The Philippines’ biggest phone and internet provider, PLDT, is preparing to take Telstra and its would-be partner San Miguel to court in an effort to strip the companies of their most valuable spectrum assets.
Telstra is in the final stages of negotiating a multibillion-dollar joint venture with San Miguel to build a new mobile phone network in the Philippines, a relatively risky move in one of Asia’s most hotly contested mobile markets. San Miguel president Ramon Ang wants the service to kick off from the first quarter of 2016.
Both Globe and PLDT have asked the regulator to reassign part of SM’s 7000MHz holding in a more equitable way.
Raymond Tong, Goldman Sachs
Telstra’s biggest advantage is San Miguel’s 90 per cent holding of 700MHz spectrum across the country. Spectrum is the electronic airspace that all broadcast technologies rely on and the 700MHz frequency band is the best at penetrating buildings and travelling long distances.
But both of Telstra’s would-be rivals, Globe Telecom and Philippine Long Distance Telephone Company (PLDT), are demanding the local regulator force San Miguel to share its spectrum – which analysts warn would greatly decrease the potential advantages and profitability of the new ventures.
PLDT head of Regulatory Affairs Ray Espinosa told Fairfax Media in an exclusive interview the company would begin lobbying Philippines President Benigno Aquino III directly this month. He added that its external legal team was preparing to launch legal action against the regulators, San Miguel and any of its partners unless the spectrum was shared.
“The 700MHz as it is assigned today has been issued with the assumption that it will be used for broadcast purposes only [and] the companies that hold it cannot legally use it for mobile communications purposes,” he said. “We are prepared to take vigorous action judicially if that’s necessary for us to get our fair share of the frequency … and that could mean bringing the case before our judicial courts. That would be against the regulators and the holders of the frequency.
“We will also bring it to the attention of the office of the President to emphasise how important this is … before the end of the year if not the early part of January.”
Goldman Sachs analyst Raymond Tong this month told clients in a note that San Miguel being stripped of its spectrum was a key risk to the project.
“Both Globe and PLDT have asked the regulator to reassign part of SM’s 7000MHz holding in a more equitable way,” he said. “This would significantly reduce San Miguel’s competitive advantage.”
The companies dominate the Philippines’ mobile market and are trying to ratchet up the pressure against Telstra’s entry, which analysts say would result in lower prices and profits.

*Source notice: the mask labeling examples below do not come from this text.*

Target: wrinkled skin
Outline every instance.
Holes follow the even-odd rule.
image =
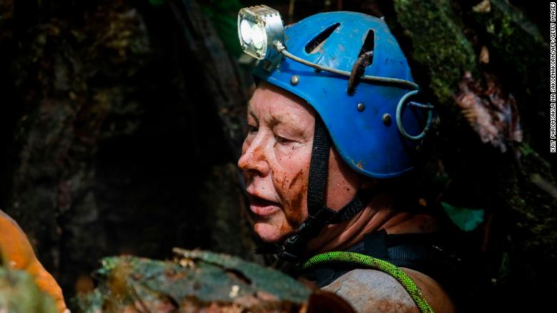
[[[255,215],[255,231],[265,242],[286,239],[308,217],[307,187],[315,111],[302,99],[261,83],[248,105],[249,131],[238,166]],[[331,149],[326,204],[340,209],[362,179]]]
[[[62,290],[35,257],[31,243],[16,222],[0,210],[0,257],[8,267],[27,272],[39,288],[51,295],[58,310],[66,311]]]

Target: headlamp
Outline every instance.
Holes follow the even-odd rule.
[[[288,52],[285,46],[284,25],[281,14],[266,5],[240,10],[238,13],[238,37],[244,51],[263,60],[263,68],[266,71],[274,70],[284,56],[318,71],[325,71],[348,77],[353,76],[350,71],[313,63]],[[419,89],[417,84],[406,79],[363,75],[360,80],[396,85],[411,90]]]
[[[274,9],[261,5],[240,10],[238,37],[244,51],[265,60],[267,70],[274,69],[282,59],[275,44],[284,42],[284,26],[280,13]]]

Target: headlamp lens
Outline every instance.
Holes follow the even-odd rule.
[[[282,57],[274,46],[284,42],[284,26],[278,11],[261,5],[244,8],[238,13],[238,36],[244,52],[259,60],[266,59],[268,69]]]
[[[256,49],[260,49],[263,47],[266,36],[265,31],[259,25],[254,24],[251,28],[251,40]]]
[[[240,35],[242,36],[242,40],[246,44],[251,43],[251,27],[255,25],[251,25],[247,20],[242,20],[240,23]]]

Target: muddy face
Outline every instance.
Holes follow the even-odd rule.
[[[261,84],[248,104],[249,131],[238,166],[246,180],[255,231],[283,239],[307,217],[315,113],[307,104]]]
[[[248,104],[249,131],[238,166],[242,170],[255,231],[267,242],[293,234],[307,218],[308,174],[316,112],[303,100],[261,82]],[[331,149],[326,204],[339,209],[360,180]]]

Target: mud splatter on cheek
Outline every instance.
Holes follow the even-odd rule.
[[[303,222],[303,201],[308,189],[306,179],[303,179],[304,176],[303,171],[300,170],[292,179],[288,186],[291,198],[288,199],[288,205],[285,207],[286,219],[291,225],[296,227]]]

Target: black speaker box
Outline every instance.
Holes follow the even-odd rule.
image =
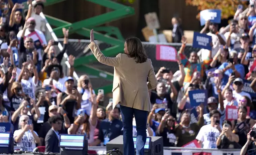
[[[151,147],[149,151],[145,151],[145,155],[163,155],[163,143],[162,137],[151,137]],[[123,136],[119,136],[111,140],[107,144],[107,151],[113,149],[119,149],[120,151],[124,153],[124,145]],[[135,150],[136,151],[136,150]],[[118,155],[115,153],[112,153],[112,155]]]

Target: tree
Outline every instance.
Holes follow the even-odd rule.
[[[227,19],[233,16],[239,4],[247,7],[246,1],[239,2],[238,0],[186,0],[187,5],[197,6],[198,10],[206,9],[219,9],[221,10],[221,18]],[[200,13],[196,16],[200,18]]]

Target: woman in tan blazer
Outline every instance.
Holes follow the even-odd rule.
[[[134,154],[134,115],[137,125],[136,155],[144,155],[147,117],[151,110],[148,91],[155,88],[157,83],[151,60],[147,58],[142,42],[136,38],[126,39],[124,53],[119,53],[114,58],[105,57],[94,41],[93,29],[89,47],[100,62],[114,67],[113,108],[120,105],[124,127],[124,154]]]

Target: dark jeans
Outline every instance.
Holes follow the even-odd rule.
[[[144,146],[147,139],[147,119],[148,112],[120,105],[124,127],[124,155],[134,155],[134,145],[132,138],[134,114],[136,121],[137,140],[136,155],[144,155]]]

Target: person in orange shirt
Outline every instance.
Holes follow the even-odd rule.
[[[181,63],[184,66],[185,70],[185,79],[183,85],[186,83],[189,82],[193,78],[193,73],[196,71],[198,71],[201,73],[200,76],[201,78],[204,76],[204,72],[209,66],[210,64],[212,61],[211,58],[211,51],[210,51],[208,59],[204,60],[201,62],[198,62],[198,57],[196,52],[192,52],[190,54],[189,59],[188,59],[186,55],[183,53],[187,39],[184,36],[182,36],[181,42],[182,45],[180,51],[178,52],[181,59]]]

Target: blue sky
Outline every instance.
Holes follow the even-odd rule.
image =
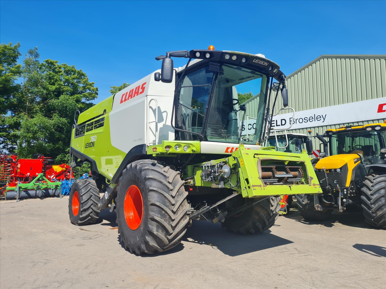
[[[82,69],[97,102],[168,50],[261,53],[287,75],[323,54],[386,54],[386,1],[0,1],[0,42],[18,41],[20,60],[37,46]]]

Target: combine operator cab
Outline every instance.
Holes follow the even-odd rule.
[[[366,222],[386,228],[386,124],[328,129],[323,136],[328,141],[318,136],[325,152],[315,165],[323,193],[297,197],[302,199],[298,203],[303,216],[322,219],[332,210],[361,205]]]

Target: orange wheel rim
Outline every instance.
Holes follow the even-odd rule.
[[[124,203],[125,218],[129,227],[135,230],[141,223],[143,213],[142,195],[137,186],[132,185],[126,192]]]
[[[79,212],[79,194],[78,191],[75,191],[73,196],[73,213],[74,216],[77,216]]]

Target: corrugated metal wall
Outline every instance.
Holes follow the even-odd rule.
[[[289,107],[295,111],[311,109],[386,96],[386,55],[322,55],[287,77]],[[279,92],[278,108],[283,107]],[[285,111],[283,113],[289,112]],[[349,113],[348,111],[342,112]],[[294,129],[289,132],[312,135],[324,133],[327,129],[342,126],[383,123],[374,119],[334,126]],[[314,142],[318,149],[320,142]]]

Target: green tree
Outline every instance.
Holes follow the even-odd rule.
[[[0,50],[0,99],[5,104],[0,111],[0,148],[15,150],[20,158],[42,154],[57,158],[55,163],[68,163],[63,154],[68,156],[74,113],[93,105],[98,88],[74,66],[41,62],[37,47],[17,64],[19,47],[2,44]]]
[[[40,80],[33,74],[35,70],[30,71],[31,79]],[[36,92],[35,105],[38,111],[22,119],[17,153],[30,157],[38,153],[56,159],[69,145],[75,111],[83,111],[93,105],[90,102],[97,97],[98,88],[81,70],[57,60],[45,60],[39,71],[42,81],[29,86]]]
[[[6,114],[14,105],[13,101],[20,91],[20,85],[15,81],[20,77],[22,66],[17,64],[21,55],[19,48],[20,44],[14,45],[0,44],[0,114]]]
[[[0,151],[13,152],[16,149],[20,119],[13,108],[18,105],[21,86],[16,82],[22,73],[17,64],[21,55],[17,42],[0,44]]]
[[[252,91],[244,93],[237,92],[237,96],[239,97],[239,103],[241,104],[245,102],[250,98],[253,97],[253,93]]]
[[[128,83],[124,82],[122,85],[120,85],[119,86],[117,86],[116,85],[114,85],[113,86],[110,86],[110,88],[111,89],[108,91],[110,92],[112,94],[115,94],[118,91],[120,91],[122,90],[122,89],[126,88],[129,85],[130,85]]]

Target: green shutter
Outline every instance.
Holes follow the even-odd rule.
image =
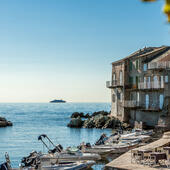
[[[138,68],[139,68],[139,61],[136,60],[136,70],[138,70]]]
[[[132,61],[130,61],[129,70],[132,71]]]

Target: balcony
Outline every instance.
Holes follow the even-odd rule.
[[[165,84],[164,82],[142,82],[138,83],[138,89],[139,90],[160,90],[164,89]]]
[[[116,87],[123,87],[123,82],[114,80],[114,81],[107,81],[106,82],[107,88],[116,88]]]
[[[136,100],[125,100],[123,106],[128,109],[139,109],[144,112],[160,112],[162,110],[159,104],[146,104]]]
[[[124,101],[124,107],[126,108],[140,108],[141,105],[140,105],[140,102],[139,101],[136,101],[136,100],[125,100]]]
[[[148,64],[148,69],[170,69],[170,61],[152,62]]]
[[[159,103],[154,103],[154,104],[141,104],[141,111],[143,112],[160,112],[162,111],[162,108],[160,107]]]

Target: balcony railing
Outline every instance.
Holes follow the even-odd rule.
[[[138,83],[138,89],[163,89],[165,87],[164,82],[142,82]]]
[[[128,108],[140,107],[140,102],[136,100],[125,100],[124,107],[128,107]]]
[[[149,63],[148,69],[170,69],[170,61]]]
[[[120,82],[120,81],[117,81],[117,80],[106,82],[107,88],[114,88],[114,87],[121,87],[121,86],[123,86],[123,82]]]

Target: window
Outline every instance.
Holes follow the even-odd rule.
[[[118,98],[118,100],[120,100],[120,93],[119,92],[117,92],[117,98]]]
[[[123,84],[123,75],[122,75],[122,71],[120,71],[119,73],[119,80],[120,80],[120,85]]]
[[[163,108],[163,104],[164,104],[164,96],[163,96],[163,94],[160,94],[160,96],[159,96],[159,107],[160,107],[160,109]]]
[[[164,88],[164,76],[161,76],[161,88]]]
[[[132,66],[133,66],[132,61],[130,61],[130,63],[129,63],[129,70],[130,71],[132,71]]]
[[[165,83],[168,83],[168,75],[165,76]]]
[[[120,93],[120,101],[122,102],[122,100],[123,100],[123,93],[121,92]]]
[[[147,64],[144,64],[144,65],[143,65],[143,71],[147,71],[147,69],[148,69],[148,65],[147,65]]]
[[[139,69],[139,60],[136,60],[136,70]]]
[[[148,94],[145,95],[145,107],[146,109],[149,108],[149,95]]]
[[[115,80],[116,80],[116,74],[113,73],[113,81],[115,81]]]
[[[139,92],[137,92],[137,102],[139,103],[139,101],[140,101],[140,96],[139,96]]]
[[[133,77],[129,77],[129,84],[132,85],[133,84]]]
[[[112,102],[115,102],[115,94],[112,94]]]
[[[154,81],[154,88],[159,88],[159,80],[158,80],[158,76],[154,76],[153,77],[153,81]]]
[[[112,82],[112,85],[115,85],[116,84],[116,74],[113,73],[113,82]]]

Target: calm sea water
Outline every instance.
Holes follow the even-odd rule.
[[[12,127],[0,128],[0,163],[8,152],[13,167],[18,167],[22,157],[31,151],[45,151],[38,135],[45,133],[52,141],[64,147],[77,146],[82,141],[94,143],[101,133],[111,134],[111,129],[68,128],[70,115],[75,112],[92,113],[110,111],[109,103],[28,103],[0,104],[0,116],[13,122]],[[93,169],[101,169],[102,165]]]

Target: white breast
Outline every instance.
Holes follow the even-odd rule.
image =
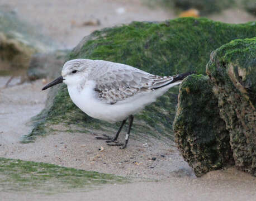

Various analysts forecast the cost of building the network could range from $US2 billion ($2.79 billion) to $US3.5 billion ($5 billion) over four years and some believe there is a solid chance of cost overruns and delays.
‘Unfortunate and errant’
But there are doubts about how successful PLDT and Globe’s bid will be. Their legal threats and increased lobbying come after the National Telecommunications Commission’s regulatory division head Edgardo Cabarios told local media it was unlikely to strip San Miguel of its 700MHz spectrum because the company was meeting its obligations – comments that Mr Espinosa described as “unfortunate and errant”.
Nomura research analyst Sachin Gupta said Telstra could pull off a solid win in the Philippines after a fact finding mission to the country.
“In the event the [spectrum] decision goes against the existing telcos or even SMC, this can be appealed in various courts and judicial systems and be dragged on,” he said. “Even during the appeal process, SMC can still continue to use the spectrum, we understand.”
Telstra chief executive Andy Penn told investors earlier this year he would invest up to $US1 billion for a 40 per cent stake in the joint venture on top of any bank loans needed to fund construction.
The Philippines’ low levels of 4G penetration, high mobile profit margins and rising middle class make it a potentially lucrative opportunity for Australia’s biggest phone and internet company as it looks abroad to counter stalling growth at home.